UU Pokok Agraria (UUPA) telah mengatur bahwa tanah bisa dimiliki masyarakat. Negara hanya memegang hak menguasai untuk fungsi pengaturan, pengelolaan, dan perlindungan hak masyarakat. Pernyataan ini meredam kebingungan publik yang salah mengartikan semua tanah di Indonesia sebagai milik negara. Nusron juga menegaskan bahwa tanah warisan masyarakat tidak akan disita, selama memiliki status Hak Milik dan digunakan sesuai regulasi.
Pemerintah bisa mengambil kembali tanah yang dibiarkan tidak produktif selama lebih dari 2 tahun, menurut PP No. 20 Tahun 2021. Ini meliputi lahan dengan hak seperti Hak Guna Usaha (HGU), Hak Guna Bangunan (HGB), hingga hak pakai bukan tanah Sertifikat Hak Milik (SHM). Syaratnya, prosesnya tidak serta-merta, tapi melalui tahapan panjang selama sekitar 587 hari (hampir 1,5 tahun), dengan serangkaian surat peringatan berjenjang.
Tanah yang sudah memiliki Sertifikat Hak Milik (SHM) adalah hak penuh masyarakat dan aman diwariskan ke generasi berikutnya tanpa batas waktu pemanfaatan. Namun, lahan dengan Hak Guna Bangunan (HGB) dan Hak Guna Usaha (HGU) yang mangkrak, bisa ditetapkan sebagai tanah terlantar jika tidak dimanfaatkan dalam dua tahun.

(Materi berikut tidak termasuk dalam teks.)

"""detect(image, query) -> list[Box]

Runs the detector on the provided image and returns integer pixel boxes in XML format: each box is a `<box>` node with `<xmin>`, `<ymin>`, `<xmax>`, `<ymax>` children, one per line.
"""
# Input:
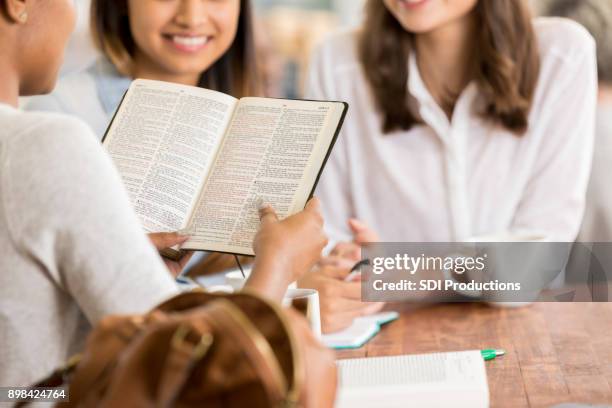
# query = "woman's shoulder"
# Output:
<box><xmin>533</xmin><ymin>17</ymin><xmax>595</xmax><ymax>61</ymax></box>
<box><xmin>23</xmin><ymin>64</ymin><xmax>96</xmax><ymax>114</ymax></box>
<box><xmin>3</xmin><ymin>111</ymin><xmax>101</xmax><ymax>157</ymax></box>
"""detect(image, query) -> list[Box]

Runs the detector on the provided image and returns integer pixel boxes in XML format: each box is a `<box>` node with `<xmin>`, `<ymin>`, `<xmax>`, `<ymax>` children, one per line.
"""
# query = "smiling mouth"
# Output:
<box><xmin>399</xmin><ymin>0</ymin><xmax>429</xmax><ymax>9</ymax></box>
<box><xmin>164</xmin><ymin>34</ymin><xmax>213</xmax><ymax>52</ymax></box>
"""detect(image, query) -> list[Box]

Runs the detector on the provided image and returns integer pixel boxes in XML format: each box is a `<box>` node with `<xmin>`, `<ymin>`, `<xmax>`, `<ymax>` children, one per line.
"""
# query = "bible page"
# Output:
<box><xmin>104</xmin><ymin>80</ymin><xmax>237</xmax><ymax>232</ymax></box>
<box><xmin>183</xmin><ymin>98</ymin><xmax>345</xmax><ymax>255</ymax></box>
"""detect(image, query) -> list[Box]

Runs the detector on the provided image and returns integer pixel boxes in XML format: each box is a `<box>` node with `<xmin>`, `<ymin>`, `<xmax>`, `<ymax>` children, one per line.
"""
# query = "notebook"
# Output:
<box><xmin>336</xmin><ymin>350</ymin><xmax>489</xmax><ymax>408</ymax></box>
<box><xmin>321</xmin><ymin>312</ymin><xmax>399</xmax><ymax>349</ymax></box>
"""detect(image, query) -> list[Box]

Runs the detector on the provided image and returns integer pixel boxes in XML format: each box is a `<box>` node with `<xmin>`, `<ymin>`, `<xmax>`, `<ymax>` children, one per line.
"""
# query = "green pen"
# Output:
<box><xmin>480</xmin><ymin>349</ymin><xmax>506</xmax><ymax>361</ymax></box>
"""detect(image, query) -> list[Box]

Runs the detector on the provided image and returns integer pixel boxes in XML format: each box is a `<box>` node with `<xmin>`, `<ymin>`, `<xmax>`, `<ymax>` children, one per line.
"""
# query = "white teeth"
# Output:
<box><xmin>172</xmin><ymin>35</ymin><xmax>209</xmax><ymax>47</ymax></box>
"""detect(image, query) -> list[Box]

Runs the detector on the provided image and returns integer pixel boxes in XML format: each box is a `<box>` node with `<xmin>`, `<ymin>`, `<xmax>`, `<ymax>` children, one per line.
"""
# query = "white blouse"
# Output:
<box><xmin>308</xmin><ymin>18</ymin><xmax>597</xmax><ymax>242</ymax></box>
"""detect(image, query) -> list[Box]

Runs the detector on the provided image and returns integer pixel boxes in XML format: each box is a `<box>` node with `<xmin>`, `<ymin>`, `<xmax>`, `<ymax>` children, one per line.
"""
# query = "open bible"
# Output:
<box><xmin>103</xmin><ymin>80</ymin><xmax>348</xmax><ymax>255</ymax></box>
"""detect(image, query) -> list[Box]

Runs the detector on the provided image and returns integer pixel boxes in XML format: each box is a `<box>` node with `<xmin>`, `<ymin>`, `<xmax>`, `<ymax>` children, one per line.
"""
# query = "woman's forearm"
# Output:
<box><xmin>245</xmin><ymin>256</ymin><xmax>293</xmax><ymax>302</ymax></box>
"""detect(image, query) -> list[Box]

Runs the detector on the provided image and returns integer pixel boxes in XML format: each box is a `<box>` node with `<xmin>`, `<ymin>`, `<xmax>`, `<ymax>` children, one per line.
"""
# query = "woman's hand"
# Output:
<box><xmin>148</xmin><ymin>232</ymin><xmax>193</xmax><ymax>277</ymax></box>
<box><xmin>247</xmin><ymin>198</ymin><xmax>327</xmax><ymax>300</ymax></box>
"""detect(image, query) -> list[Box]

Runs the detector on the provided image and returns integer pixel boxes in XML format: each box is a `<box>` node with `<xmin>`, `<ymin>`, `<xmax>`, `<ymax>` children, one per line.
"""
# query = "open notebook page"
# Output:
<box><xmin>336</xmin><ymin>350</ymin><xmax>489</xmax><ymax>408</ymax></box>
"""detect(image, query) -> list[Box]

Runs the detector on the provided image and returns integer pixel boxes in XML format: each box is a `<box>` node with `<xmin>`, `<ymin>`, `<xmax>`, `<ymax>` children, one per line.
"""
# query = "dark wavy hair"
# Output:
<box><xmin>91</xmin><ymin>0</ymin><xmax>260</xmax><ymax>98</ymax></box>
<box><xmin>358</xmin><ymin>0</ymin><xmax>540</xmax><ymax>135</ymax></box>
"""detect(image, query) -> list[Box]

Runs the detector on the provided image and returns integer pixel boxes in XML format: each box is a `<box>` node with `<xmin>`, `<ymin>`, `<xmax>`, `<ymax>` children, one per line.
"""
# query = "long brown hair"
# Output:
<box><xmin>358</xmin><ymin>0</ymin><xmax>540</xmax><ymax>135</ymax></box>
<box><xmin>91</xmin><ymin>0</ymin><xmax>260</xmax><ymax>98</ymax></box>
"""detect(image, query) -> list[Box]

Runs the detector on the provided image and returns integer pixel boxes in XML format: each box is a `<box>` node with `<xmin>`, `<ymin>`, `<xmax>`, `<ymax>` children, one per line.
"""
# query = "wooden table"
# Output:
<box><xmin>337</xmin><ymin>303</ymin><xmax>612</xmax><ymax>407</ymax></box>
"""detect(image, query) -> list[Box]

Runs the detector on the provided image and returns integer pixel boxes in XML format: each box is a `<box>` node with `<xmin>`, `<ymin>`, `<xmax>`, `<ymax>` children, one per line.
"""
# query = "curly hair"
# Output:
<box><xmin>358</xmin><ymin>0</ymin><xmax>540</xmax><ymax>135</ymax></box>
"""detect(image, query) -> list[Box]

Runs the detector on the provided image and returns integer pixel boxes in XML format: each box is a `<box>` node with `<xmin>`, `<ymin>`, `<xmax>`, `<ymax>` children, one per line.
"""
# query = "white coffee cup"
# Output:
<box><xmin>225</xmin><ymin>271</ymin><xmax>251</xmax><ymax>292</ymax></box>
<box><xmin>283</xmin><ymin>289</ymin><xmax>321</xmax><ymax>338</ymax></box>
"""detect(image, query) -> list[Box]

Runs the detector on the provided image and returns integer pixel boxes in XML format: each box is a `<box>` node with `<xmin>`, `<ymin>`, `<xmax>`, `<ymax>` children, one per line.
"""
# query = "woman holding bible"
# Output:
<box><xmin>0</xmin><ymin>0</ymin><xmax>333</xmax><ymax>387</ymax></box>
<box><xmin>302</xmin><ymin>0</ymin><xmax>597</xmax><ymax>330</ymax></box>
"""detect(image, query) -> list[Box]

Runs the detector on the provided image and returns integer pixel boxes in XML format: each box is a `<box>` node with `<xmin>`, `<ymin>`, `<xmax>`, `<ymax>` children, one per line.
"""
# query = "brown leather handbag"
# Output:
<box><xmin>25</xmin><ymin>292</ymin><xmax>336</xmax><ymax>408</ymax></box>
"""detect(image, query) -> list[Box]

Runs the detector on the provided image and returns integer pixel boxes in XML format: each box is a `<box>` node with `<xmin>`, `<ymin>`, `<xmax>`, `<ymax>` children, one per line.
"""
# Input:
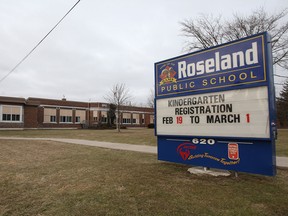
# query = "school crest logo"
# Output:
<box><xmin>160</xmin><ymin>64</ymin><xmax>177</xmax><ymax>86</ymax></box>
<box><xmin>177</xmin><ymin>142</ymin><xmax>197</xmax><ymax>160</ymax></box>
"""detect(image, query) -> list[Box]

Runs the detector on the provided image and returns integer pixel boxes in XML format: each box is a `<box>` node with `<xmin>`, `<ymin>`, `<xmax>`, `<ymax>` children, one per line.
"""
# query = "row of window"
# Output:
<box><xmin>0</xmin><ymin>105</ymin><xmax>23</xmax><ymax>122</ymax></box>
<box><xmin>49</xmin><ymin>116</ymin><xmax>81</xmax><ymax>123</ymax></box>
<box><xmin>0</xmin><ymin>105</ymin><xmax>153</xmax><ymax>124</ymax></box>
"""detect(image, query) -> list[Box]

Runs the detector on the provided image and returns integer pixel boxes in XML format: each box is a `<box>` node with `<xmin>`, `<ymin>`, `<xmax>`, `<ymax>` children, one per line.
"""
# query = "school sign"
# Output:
<box><xmin>155</xmin><ymin>33</ymin><xmax>276</xmax><ymax>176</ymax></box>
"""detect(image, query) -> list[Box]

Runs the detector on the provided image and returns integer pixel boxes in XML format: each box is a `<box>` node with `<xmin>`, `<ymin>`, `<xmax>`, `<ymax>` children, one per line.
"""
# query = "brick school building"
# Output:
<box><xmin>0</xmin><ymin>96</ymin><xmax>154</xmax><ymax>129</ymax></box>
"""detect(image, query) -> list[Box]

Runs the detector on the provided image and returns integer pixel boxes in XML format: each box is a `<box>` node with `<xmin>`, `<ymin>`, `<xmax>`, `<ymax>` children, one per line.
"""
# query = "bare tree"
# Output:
<box><xmin>180</xmin><ymin>8</ymin><xmax>288</xmax><ymax>69</ymax></box>
<box><xmin>104</xmin><ymin>83</ymin><xmax>131</xmax><ymax>132</ymax></box>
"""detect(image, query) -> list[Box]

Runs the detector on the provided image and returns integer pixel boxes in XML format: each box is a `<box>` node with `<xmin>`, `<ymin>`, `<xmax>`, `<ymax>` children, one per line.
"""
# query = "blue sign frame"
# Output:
<box><xmin>154</xmin><ymin>32</ymin><xmax>276</xmax><ymax>176</ymax></box>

Kepala Biro Humas dan Protokol Kementerian ATR/BPN, Harison Mocodompis, menegaskan bahwa pemerintah tidak sembarangan menetapkan status “tanah terlantar” pada lahan milik warga.
Menurutnya, sasaran kebijakan ini hanyalah tanah yang benar-benar kosong dan tidak dimanfaatkan sesuai peruntukan yang berlaku. Dengan demikian, tanah warisan yang tetap dirawat atau digunakan sebagaimana mestinya dipastikan aman dan tidak akan diambil alih oleh negara.
Pemerintah saat ini memantau sedikitnya 100 ribu hektare lahan yang terindikasi berpotensi menjadi tanah terlantar. Dari total 55,9 juta hektare tanah yang sudah bersertifikat di Indonesia, sekitar 1,4 juta hektare telah resmi masuk kategori tanah terlantar dan dimasukkan ke dalam program reforma agraria. Lahan-lahan tersebut direncanakan untuk dialokasikan kembali, misalnya kepada organisasi masyarakat atau melalui pengelolaan Bank Tanah, sehingga prosesnya bersifat legal dan terarah, bukan pengambilan paksa dari pemilik sah.
Pernyataan Nusron menuai sorotan tajam lantaran gaya penyampaiannya dianggap terlalu konfrontatif, salah satunya saat melontarkan kalimat, “emang mbahmu bisa bikin tanah?”. Menanggapi hal ini, sejumlah anggota DPR mendorong pemerintah untuk memilih narasi yang lebih edukatif dan solutif, sehingga pesan yang disampaikan tidak memicu keresahan di tengah masyarakat.